On the other other other hand, we’re talking about the Democrats here. Even if they don’t make any catastrophic mistakes, A Better Deal isn’t earth-shakingly progressive or anything. They may simply not want to rock the boat too much.
Speaking of Democrats and mistakes…
The Messaging Is Already A Tiny Bit Ragged
Reading through Schumer’s op-ed and the info on the Democrats’ website, there’s a slight, niggling lack of polish. Part of it is that, of the three major policy goals linked on the Better Deal overview page, two, on lowering drug prices and breaking monopolies, are just white papers: plain, unvarnished wall-of-text PDFs full of specific policy details. The third, raising incomes, is a nicely formatted webpage with colorful photos and a whole lot less information. It does link to other PDFs with more specifics, but again, you’d think a major announcement like this would warrant that bit more aesthetic polish. Why not have a splash page for each of the three policy goals that lists them in 500 words or less, but links to full white papers with specifics? Or why not just have each link on the overview page link directly to the white papers?

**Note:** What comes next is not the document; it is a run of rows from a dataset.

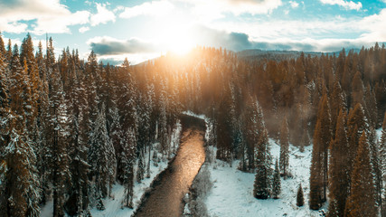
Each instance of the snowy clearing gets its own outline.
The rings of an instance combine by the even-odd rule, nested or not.
[[[280,146],[269,139],[274,158],[280,153]],[[312,146],[306,146],[301,153],[297,147],[290,146],[289,172],[293,178],[281,178],[281,193],[278,200],[258,200],[253,197],[255,174],[244,173],[237,169],[240,161],[229,164],[216,160],[210,165],[211,180],[213,187],[208,193],[206,206],[211,216],[319,216],[318,211],[308,208],[309,167]],[[297,192],[302,184],[305,205],[297,206]],[[322,209],[325,210],[327,204]]]

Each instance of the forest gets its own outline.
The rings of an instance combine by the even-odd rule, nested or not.
[[[154,161],[146,150],[171,157],[183,111],[210,119],[206,145],[256,175],[257,200],[279,197],[289,144],[312,146],[309,209],[328,202],[327,216],[386,216],[384,44],[282,61],[196,47],[119,66],[52,44],[0,37],[1,216],[40,216],[49,201],[52,216],[90,216],[117,183],[132,208],[134,182]]]

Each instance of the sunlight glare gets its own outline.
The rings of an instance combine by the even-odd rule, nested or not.
[[[184,17],[171,15],[167,26],[164,25],[163,33],[160,35],[161,43],[165,52],[176,54],[186,54],[194,46],[194,35],[191,25],[185,22]]]

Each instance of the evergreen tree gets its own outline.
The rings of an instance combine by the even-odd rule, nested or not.
[[[274,199],[278,199],[281,193],[280,171],[278,169],[278,159],[275,163],[275,174],[272,182],[272,195]]]
[[[133,209],[134,197],[134,164],[136,162],[136,136],[134,129],[129,128],[124,135],[122,163],[124,165],[123,184],[125,186],[125,198],[123,206]]]
[[[247,105],[244,108],[242,116],[242,131],[243,137],[245,137],[246,149],[247,149],[247,162],[248,169],[252,170],[255,168],[255,150],[258,143],[258,110],[257,105],[252,97],[247,99]],[[220,135],[218,135],[220,136]]]
[[[53,191],[53,216],[64,216],[63,205],[67,182],[70,180],[68,156],[68,119],[63,87],[57,68],[51,74],[50,91],[50,155]]]
[[[319,103],[310,173],[310,208],[317,210],[326,201],[328,184],[328,146],[331,141],[331,118],[328,98],[325,94]],[[320,191],[320,193],[318,193]]]
[[[302,188],[302,184],[299,184],[299,188],[297,189],[297,206],[303,206],[305,204],[305,198],[303,195],[303,188]]]
[[[349,193],[349,149],[345,127],[345,114],[339,112],[335,139],[330,145],[328,216],[344,216],[344,207]]]
[[[104,209],[102,198],[108,194],[107,185],[115,175],[116,156],[114,146],[108,135],[104,106],[98,114],[95,128],[90,137],[89,162],[95,180],[97,208]],[[112,170],[112,171],[111,171]]]
[[[145,156],[143,153],[139,152],[138,167],[137,169],[137,182],[141,183],[145,175]]]
[[[14,123],[11,123],[9,143],[0,156],[4,168],[0,183],[0,214],[5,217],[39,216],[36,156],[24,128],[14,127],[17,126]]]
[[[315,139],[320,137],[320,121],[316,122],[316,127],[315,128],[314,134],[314,145],[312,149],[312,159],[311,159],[311,168],[310,168],[310,194],[309,194],[309,206],[311,210],[318,210],[321,207],[322,201],[322,162],[320,152],[319,140]]]
[[[383,118],[383,124],[382,124],[382,131],[381,131],[381,140],[380,140],[380,144],[379,144],[379,155],[380,155],[380,170],[381,171],[381,182],[382,184],[381,186],[383,187],[383,189],[385,189],[384,184],[386,184],[386,112],[384,114],[384,118]],[[386,212],[386,191],[383,191],[383,195],[382,195],[382,202],[381,205],[381,216],[385,216],[385,212]]]
[[[287,177],[287,168],[289,165],[289,142],[288,142],[288,123],[287,122],[287,118],[283,119],[280,127],[280,172],[284,175],[284,178]]]
[[[365,132],[359,139],[352,174],[350,196],[345,216],[377,216],[375,188],[370,162],[370,146]]]

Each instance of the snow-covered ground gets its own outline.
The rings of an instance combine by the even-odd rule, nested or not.
[[[174,156],[175,152],[179,146],[181,130],[182,130],[181,124],[178,123],[177,127],[174,128],[174,131],[173,132],[171,140],[170,140],[171,141],[170,146],[173,150],[172,156],[171,156],[172,158]],[[154,144],[154,146],[156,146],[156,144]],[[148,152],[145,156],[148,156]],[[151,156],[153,156],[153,151],[151,151]],[[114,184],[112,189],[112,198],[107,198],[103,200],[106,209],[103,211],[99,211],[94,207],[90,210],[91,215],[93,217],[131,216],[134,213],[134,211],[137,210],[137,208],[138,207],[142,195],[149,188],[155,177],[167,167],[168,160],[165,159],[165,161],[163,161],[162,156],[159,153],[158,153],[158,158],[161,159],[161,162],[158,163],[157,166],[154,165],[153,161],[150,163],[150,178],[145,178],[144,180],[142,180],[140,184],[138,184],[137,180],[135,180],[134,200],[133,200],[134,209],[122,207],[122,201],[125,196],[125,187],[121,184]],[[147,160],[147,158],[146,159]],[[137,175],[137,172],[135,172],[135,174]],[[52,216],[52,212],[53,212],[52,201],[50,201],[49,203],[47,203],[45,206],[42,208],[41,216],[42,217]]]
[[[272,139],[271,154],[278,158],[280,146]],[[257,200],[252,195],[255,174],[237,169],[240,161],[229,164],[216,160],[211,166],[211,179],[213,187],[206,198],[210,216],[319,216],[319,212],[308,208],[309,167],[312,146],[305,147],[301,153],[290,146],[289,172],[292,178],[281,178],[280,199]],[[297,206],[297,193],[302,184],[305,205]],[[325,204],[323,208],[325,210]]]

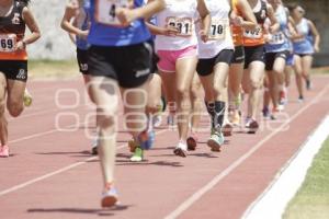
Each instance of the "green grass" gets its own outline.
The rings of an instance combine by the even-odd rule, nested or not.
[[[79,74],[76,60],[29,60],[32,78],[70,78]]]
[[[316,155],[305,182],[290,201],[283,218],[329,218],[329,138]]]

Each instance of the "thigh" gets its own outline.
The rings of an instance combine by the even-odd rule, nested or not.
[[[8,87],[8,99],[7,99],[8,105],[9,106],[13,104],[23,105],[26,82],[8,79],[7,87]]]
[[[303,71],[300,56],[297,56],[297,55],[294,56],[294,70],[295,70],[296,74],[300,74]]]
[[[196,56],[184,57],[177,60],[175,85],[178,91],[188,91],[196,69]]]
[[[113,115],[118,107],[117,82],[107,77],[90,77],[89,91],[98,111],[106,115]]]
[[[262,83],[264,77],[265,65],[262,61],[253,61],[249,66],[250,82]]]
[[[167,102],[174,102],[174,95],[175,95],[175,73],[172,72],[162,72],[159,70],[161,80],[162,80],[162,88],[164,91],[164,96]]]

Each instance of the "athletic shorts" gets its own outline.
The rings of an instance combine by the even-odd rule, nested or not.
[[[151,73],[158,73],[158,62],[159,62],[159,57],[155,51],[155,42],[154,39],[148,41],[148,43],[151,45],[152,47],[152,60],[151,60]]]
[[[290,51],[277,51],[277,53],[266,53],[265,54],[265,70],[273,70],[274,61],[276,58],[283,58],[285,61],[290,55]]]
[[[77,48],[77,60],[82,74],[88,74],[88,50]]]
[[[175,72],[175,62],[179,59],[188,57],[196,57],[196,46],[189,46],[180,50],[158,50],[158,69],[164,72]]]
[[[149,43],[121,47],[91,46],[88,49],[89,74],[111,78],[122,88],[137,88],[149,78],[151,55]]]
[[[313,54],[295,54],[296,56],[299,56],[300,58],[305,57],[305,56],[313,56]]]
[[[246,46],[245,47],[245,69],[249,68],[249,65],[253,61],[264,62],[264,45],[259,46]]]
[[[236,46],[231,59],[231,64],[242,64],[243,61],[245,61],[245,48],[243,46]]]
[[[286,66],[294,66],[295,60],[294,60],[294,54],[290,53],[287,59],[286,59]]]
[[[196,66],[196,72],[198,76],[209,76],[214,72],[214,68],[219,62],[225,62],[227,65],[230,65],[230,61],[234,56],[232,49],[224,49],[217,56],[209,59],[198,59],[197,66]]]
[[[0,60],[0,72],[7,79],[27,81],[27,60]]]

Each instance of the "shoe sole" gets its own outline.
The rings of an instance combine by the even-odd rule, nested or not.
[[[132,152],[132,153],[134,153],[135,152],[135,150],[136,150],[136,146],[135,146],[135,141],[134,140],[129,140],[128,141],[128,147],[129,147],[129,151]]]
[[[215,140],[213,139],[209,139],[207,141],[207,146],[212,149],[212,151],[214,152],[220,152],[220,145],[218,142],[216,142]]]
[[[93,147],[93,148],[91,149],[91,154],[92,154],[92,155],[98,155],[98,154],[99,154],[98,147]]]
[[[186,158],[186,153],[183,149],[177,148],[173,150],[173,153],[178,157]]]
[[[186,140],[186,145],[188,145],[188,150],[194,151],[196,148],[196,140],[192,137],[189,137]]]
[[[116,203],[117,203],[117,197],[107,196],[102,199],[101,205],[102,205],[102,208],[111,208],[111,207],[115,206]]]
[[[223,135],[224,135],[225,137],[231,136],[232,129],[234,129],[234,128],[232,128],[231,125],[225,125],[225,126],[223,127],[223,129],[222,129]]]
[[[254,120],[250,124],[247,134],[256,134],[259,128],[258,123]]]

On a more substantial note, Schumer’s op-ed includes this line:
Right now millions of unemployed or underemployed people, particularly those without a college degree, could be brought back into the labor force or retrained to secure full-time, higher-paying work. We propose giving employers, particularly small businesses, a large tax credit to train workers for unfilled jobs. This will have particular resonance in smaller cities and rural areas, which have experienced an exodus of young people who aren’t trained for the jobs in those areas.
Nothing on the Democrats’ website says anything about this tax credit. Even if it did, it’s strange that Schumer chose to include this point in his op-ed, which will surely attract far more eyeballs than the more detailed proposals on the website. In fact, all three policies he highlights suffer from this problem: they lack immediacy. They may well benefit average Americans, but they do so through degrees of separation. This tax credit, for instance, goes to small business owners, who then train average Americans for jobs they couldn’t previously do. The Democrats are going to tackle and break up huge corporations, which will increase competition, which will lower prices for goods and services, which means Americans will enjoy a lower cost of living. Compare that level of abstraction to “we’ll double your minimum wage”. These proposals may well work as intended—but alongside the introduction of a Bold New Platform, you’d think the Democrats would have gone for punchier examples.
All That Said
While I’ve spent most of this Hot Take™ chewing out A Better Deal, I do think it’s a step in the right direction. Every Democrat running for Congress in 2018 can point to this set set of clearly delineated, by-and-large appealing (albeit underwhelming) policies, and reinforce how better they are than the policies their Republican opponent has supported. Other policies set to join the platform—the Democrats’ website mentions nationwide high-speed internet, affordable childcare, and pension/retirement security as upcoming planks—should flesh out the platform, and maybe make it a little bolder.
The real question is whether it will go far enough, and that’s where the branding might bite the Democrats in the ass. After all, pretty much anything would be “A Better Deal” than what Republicans in Congress are offering up. That’s not much incentive to vote for something milquetoast. But hey. Nothing brings people to the polls like cheaper drug prices!